For me, this is quite sketchy to use as a true calibration. Is there any industry guidance regarding this? I would think it should have been sent out for cal upon receipt. Is there any guidance that defines what a real cal cert should include?
 

planB

Super Moderator
"Company X certifies that the unit described below has been inspected and tested in accordance with specifications following procedures set out in an ISO9001-2015 approved Quality Management System using equipment traceable to national standards"

This statement at least does not relate to calibration.

ISO 17025, section7.8.4 "Specific requirements for calibration certificates" might be a start. You might also want to ask raise your concerns directly with your supplier.

HTH,
 

Johnny Quality

Quite Involved in Discussions
ISO9001-2015 approved Quality Management System

Approved by whom? Is there a certification logo from a CB on the CoC?
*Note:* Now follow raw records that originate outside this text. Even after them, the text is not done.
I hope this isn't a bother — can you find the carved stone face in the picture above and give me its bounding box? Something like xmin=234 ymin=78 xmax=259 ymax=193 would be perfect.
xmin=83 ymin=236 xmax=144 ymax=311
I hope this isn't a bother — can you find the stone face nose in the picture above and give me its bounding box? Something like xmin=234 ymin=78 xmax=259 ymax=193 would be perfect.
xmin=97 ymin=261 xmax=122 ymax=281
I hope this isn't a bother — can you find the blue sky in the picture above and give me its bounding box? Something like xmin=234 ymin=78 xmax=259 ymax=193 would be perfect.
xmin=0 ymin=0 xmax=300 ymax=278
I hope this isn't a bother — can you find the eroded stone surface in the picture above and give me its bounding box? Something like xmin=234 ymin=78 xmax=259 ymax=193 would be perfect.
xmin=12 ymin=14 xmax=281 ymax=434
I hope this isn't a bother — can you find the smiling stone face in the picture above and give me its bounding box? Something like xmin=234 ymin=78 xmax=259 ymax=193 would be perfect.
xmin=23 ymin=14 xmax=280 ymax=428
ISO/IEC 17025 is the standard for calibration lab competence. Ask for a copy of their accreditation, it will state their scope which will list what they are competent to calibrate.
 

blackholequasar

The Cheerful Diabetic
I would send this out for calibration, personally. ISO 9001 has nothing to do with calibration and the scant details on the 'cert' are sketchy at best. To be safe and ensure that the product you purchased is working as intended, I would calibrate it.
 

dwperron

Trusted Information Resource
If you need a NIST (or other national body) traceable calibration you would need to go back to the OEM and request the traceability data for the standards they used when they " tested in accordance with specifications following procedures set out in an ISO9001-2015 approved Quality Management System using equipment traceable to national standards ".
Without that information you have no traceability.
Don't be surprised if the OEM won't supply that to you...

Save yourself the aggravation and just get a real calibration performed from a reputable lab.
 

lorenambrose

Quality Assurance Manager
Your thoughts seem to be in line with my initial assumptions. It all seemed too vague to be trustworthy.
 

BradM

Leader
Admin
As the others stated very well.... a certificate of conformance has nothing (essentially) to do with traceable calibration.

The company could have performed some quick and simple one point check to assure it doesn't exceed some mfg. specification. They may check some internal type parameter... but may not verify the instrument as a whole. They may use a standard with a 1 to 1 accuracy ratio that has never been calibrated or verified years ago. Also... I have seen the conformance certificate represent a sampling of produced instruments, and not that specific individual instrument.

When I receive a certificate of conformance, pretty much every time it goes in the shredder. I pay an accredited organization to calibrate it and provide meaningful documentation that provides information and confidence.